Rethinking NaNoWriMo

Posted on | October 11, 2007 | No Comments

I said last year would be my last year participating in NaNoWriMo. After the first two or three years, NaNoWriMo’s purpose for me became less about writing and more about networking, connecting and re-connecting with friends and fellow writers in the Houston and Texas areas. I loved getting together and pounding out words with someone, or just chatting about writing and stories and plots and characters. Most of my friends have stopped doing NaNoWriMo at this point, and I decided last year it was time for me to leave the madness to the new batch of writing enthusiasts.

The value of NaNoWriMo, to me, is in no way diminished. It’s something I think every novice writer should do once or twice, and experienced writers can benefit from a turn or two at fast-paced novel writing, as well. I learned a lot from my participation with NaNo – that I can write, that I can write fast and still have useful material, I discovered a little bit of my style, I learned how to set writing goals, how to scrape up time to write, how to discipline myself to sit my butt in a chair and write, and finally, I learned that writing 50K in 30 days is way too fast for me.

I still think of November as a “creative month”, and I think I always will. I don’t want to write 50K in 30 days anymore, ever again, but I do want to write. I have two new writing projects that I very much want to complete. One is a fantasy adventure story (if I ever finish it, it will be dedicated to James Oliver Rigney, in memorium, because he inspired it), and the other centers on a young woman stepping into the pro video gaming world. That one was inspired by meeting one of the the Frag Dolls, an all-women team of pro video gamers sponsored by UbiSoft.

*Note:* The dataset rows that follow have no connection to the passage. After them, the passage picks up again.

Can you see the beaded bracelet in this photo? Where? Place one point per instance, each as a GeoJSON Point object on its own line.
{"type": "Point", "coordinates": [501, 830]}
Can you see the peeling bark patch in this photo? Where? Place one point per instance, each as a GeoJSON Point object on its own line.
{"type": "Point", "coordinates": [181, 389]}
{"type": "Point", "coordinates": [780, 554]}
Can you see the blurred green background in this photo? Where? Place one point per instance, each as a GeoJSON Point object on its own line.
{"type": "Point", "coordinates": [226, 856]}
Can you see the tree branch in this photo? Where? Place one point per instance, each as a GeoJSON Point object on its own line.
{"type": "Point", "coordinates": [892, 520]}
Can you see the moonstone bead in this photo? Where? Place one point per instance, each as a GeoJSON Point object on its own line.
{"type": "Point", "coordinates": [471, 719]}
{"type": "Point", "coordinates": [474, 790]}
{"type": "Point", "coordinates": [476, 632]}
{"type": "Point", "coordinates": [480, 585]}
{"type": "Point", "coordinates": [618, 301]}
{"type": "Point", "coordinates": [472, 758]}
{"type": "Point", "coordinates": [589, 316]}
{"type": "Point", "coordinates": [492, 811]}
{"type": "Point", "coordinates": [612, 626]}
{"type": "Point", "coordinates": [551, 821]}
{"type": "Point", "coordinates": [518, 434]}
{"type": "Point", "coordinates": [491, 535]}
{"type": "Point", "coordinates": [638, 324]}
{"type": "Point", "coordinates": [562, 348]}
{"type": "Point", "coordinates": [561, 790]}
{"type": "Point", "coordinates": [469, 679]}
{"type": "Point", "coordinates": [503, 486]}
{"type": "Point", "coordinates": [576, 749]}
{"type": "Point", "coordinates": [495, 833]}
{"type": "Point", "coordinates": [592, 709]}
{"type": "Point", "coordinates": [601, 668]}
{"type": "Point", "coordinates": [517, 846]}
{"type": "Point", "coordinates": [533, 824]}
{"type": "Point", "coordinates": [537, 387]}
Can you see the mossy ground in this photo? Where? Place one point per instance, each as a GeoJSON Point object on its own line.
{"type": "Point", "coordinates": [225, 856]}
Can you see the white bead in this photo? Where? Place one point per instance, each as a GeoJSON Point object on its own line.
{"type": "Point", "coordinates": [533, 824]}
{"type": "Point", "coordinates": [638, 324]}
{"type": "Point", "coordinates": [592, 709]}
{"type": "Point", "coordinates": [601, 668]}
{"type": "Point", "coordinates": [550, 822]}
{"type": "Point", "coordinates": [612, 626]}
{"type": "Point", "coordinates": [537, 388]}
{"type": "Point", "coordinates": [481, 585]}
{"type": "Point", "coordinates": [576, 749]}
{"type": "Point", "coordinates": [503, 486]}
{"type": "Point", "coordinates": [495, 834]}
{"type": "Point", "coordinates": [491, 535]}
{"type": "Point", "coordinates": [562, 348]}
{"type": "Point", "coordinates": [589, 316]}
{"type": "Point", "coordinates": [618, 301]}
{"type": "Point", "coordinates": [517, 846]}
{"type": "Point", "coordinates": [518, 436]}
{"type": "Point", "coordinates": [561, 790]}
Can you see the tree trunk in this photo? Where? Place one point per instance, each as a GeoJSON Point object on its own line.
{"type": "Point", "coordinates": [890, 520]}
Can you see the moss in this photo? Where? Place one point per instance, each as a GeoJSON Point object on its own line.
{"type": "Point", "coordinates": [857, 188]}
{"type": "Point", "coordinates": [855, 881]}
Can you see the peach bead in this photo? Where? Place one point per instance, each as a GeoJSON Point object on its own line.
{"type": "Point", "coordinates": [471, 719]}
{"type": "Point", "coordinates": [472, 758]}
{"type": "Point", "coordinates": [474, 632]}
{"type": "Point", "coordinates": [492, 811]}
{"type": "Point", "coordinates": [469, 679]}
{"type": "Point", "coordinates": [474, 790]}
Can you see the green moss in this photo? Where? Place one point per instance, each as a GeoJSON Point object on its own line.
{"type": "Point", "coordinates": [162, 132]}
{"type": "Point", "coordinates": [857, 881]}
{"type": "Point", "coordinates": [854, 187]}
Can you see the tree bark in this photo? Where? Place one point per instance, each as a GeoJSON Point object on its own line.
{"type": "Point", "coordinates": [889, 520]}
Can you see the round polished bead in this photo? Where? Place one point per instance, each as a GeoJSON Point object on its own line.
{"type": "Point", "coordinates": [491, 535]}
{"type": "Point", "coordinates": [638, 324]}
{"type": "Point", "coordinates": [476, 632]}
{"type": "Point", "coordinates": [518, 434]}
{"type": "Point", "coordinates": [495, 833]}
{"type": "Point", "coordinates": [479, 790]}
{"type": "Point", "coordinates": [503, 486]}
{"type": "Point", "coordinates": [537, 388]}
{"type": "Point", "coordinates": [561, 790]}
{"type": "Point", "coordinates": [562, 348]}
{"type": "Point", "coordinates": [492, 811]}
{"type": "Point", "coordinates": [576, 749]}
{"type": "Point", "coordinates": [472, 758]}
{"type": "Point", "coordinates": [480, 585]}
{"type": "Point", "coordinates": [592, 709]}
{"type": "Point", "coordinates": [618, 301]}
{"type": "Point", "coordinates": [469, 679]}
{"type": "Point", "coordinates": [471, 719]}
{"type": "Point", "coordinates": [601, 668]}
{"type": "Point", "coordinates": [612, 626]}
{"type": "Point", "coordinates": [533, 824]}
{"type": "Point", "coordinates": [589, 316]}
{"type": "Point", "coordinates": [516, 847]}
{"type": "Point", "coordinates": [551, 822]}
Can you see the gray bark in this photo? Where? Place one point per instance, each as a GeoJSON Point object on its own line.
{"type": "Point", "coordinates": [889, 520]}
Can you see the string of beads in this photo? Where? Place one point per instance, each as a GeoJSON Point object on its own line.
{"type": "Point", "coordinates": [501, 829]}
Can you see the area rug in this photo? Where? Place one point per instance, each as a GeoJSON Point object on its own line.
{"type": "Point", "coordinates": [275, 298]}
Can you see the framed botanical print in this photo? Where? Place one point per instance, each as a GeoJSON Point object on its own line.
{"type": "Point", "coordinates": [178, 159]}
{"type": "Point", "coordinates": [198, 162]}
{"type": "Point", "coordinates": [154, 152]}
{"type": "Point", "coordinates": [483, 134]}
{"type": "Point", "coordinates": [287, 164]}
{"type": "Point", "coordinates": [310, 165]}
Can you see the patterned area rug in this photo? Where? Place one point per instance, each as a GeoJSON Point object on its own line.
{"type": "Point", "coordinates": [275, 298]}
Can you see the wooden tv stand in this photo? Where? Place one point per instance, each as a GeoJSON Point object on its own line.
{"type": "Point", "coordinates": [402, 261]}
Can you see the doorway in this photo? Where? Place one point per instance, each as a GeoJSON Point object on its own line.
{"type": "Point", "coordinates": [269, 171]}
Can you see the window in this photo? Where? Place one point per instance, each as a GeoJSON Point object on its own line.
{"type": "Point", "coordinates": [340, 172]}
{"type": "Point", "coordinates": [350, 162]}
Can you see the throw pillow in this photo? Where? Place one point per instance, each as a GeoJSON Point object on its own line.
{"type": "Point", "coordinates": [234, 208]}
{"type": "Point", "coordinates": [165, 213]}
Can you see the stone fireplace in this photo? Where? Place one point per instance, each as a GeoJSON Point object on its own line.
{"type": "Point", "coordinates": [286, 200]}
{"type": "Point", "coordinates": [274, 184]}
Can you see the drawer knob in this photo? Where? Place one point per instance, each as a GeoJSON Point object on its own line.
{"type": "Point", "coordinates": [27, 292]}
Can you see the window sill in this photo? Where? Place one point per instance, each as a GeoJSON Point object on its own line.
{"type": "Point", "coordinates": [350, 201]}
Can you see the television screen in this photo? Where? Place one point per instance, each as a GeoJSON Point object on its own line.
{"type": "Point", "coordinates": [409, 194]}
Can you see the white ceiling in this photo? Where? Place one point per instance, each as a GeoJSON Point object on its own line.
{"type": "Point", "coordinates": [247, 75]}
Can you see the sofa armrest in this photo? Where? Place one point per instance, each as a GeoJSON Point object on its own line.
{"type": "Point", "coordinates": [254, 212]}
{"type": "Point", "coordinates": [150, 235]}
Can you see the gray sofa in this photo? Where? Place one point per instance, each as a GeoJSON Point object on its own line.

I’d like to document the progress of the novel and blog about some of the stuff I learn about the inner workings of the pro video gaming industry, so I thought, why not repurpose NaNoWriMo, or at least the month of November to my own ends? Sure, I can shoot for 50K, but the upper limit of my productivity usually results in about 1K words per day. I want to concentrate on quality, and also on documentation of my writing process (useful to me, useful to others), rather than the number of words in my master doc file.

In a sense, I’ll be participating in NaNoWriMo, but I won’t be attending any local events. Now that I have a laptop, I often enjoy going out to write, and I’ll make it a point to do that more often once the writing starts. I’ll follow all of the NaNoWriMo rules (I won’t have enough research to start until November anyway), but I’ll have other goals besides the 50K – those goals might include procuring an interview for research purposes, or they might involve attending a game event. My focus will be the novel, not NaNoWriMo. And who knows? Maybe this will lead to the first novel I ever finish.

I’m in, but I’m not. In the sandbox, building my own damn castle. I’m not even using my old NaNoWriMo account – I made a new one. OctoberDreaming. Because I’m feeling more and more like an “October” and less and less like a “Moonsong”. As an aside, people in chat actually call me October and refer to me as October – when I was “Moonsong”, everyone called me Brandie unless they didn’t know me at all. Isn’t that interesting? No? Well, it is to me.

Without further ado:
NaNoWriMo 2007: Gamer Girl (working title) (REMOVED, ’cause it didn’t happen – too many other projects!!)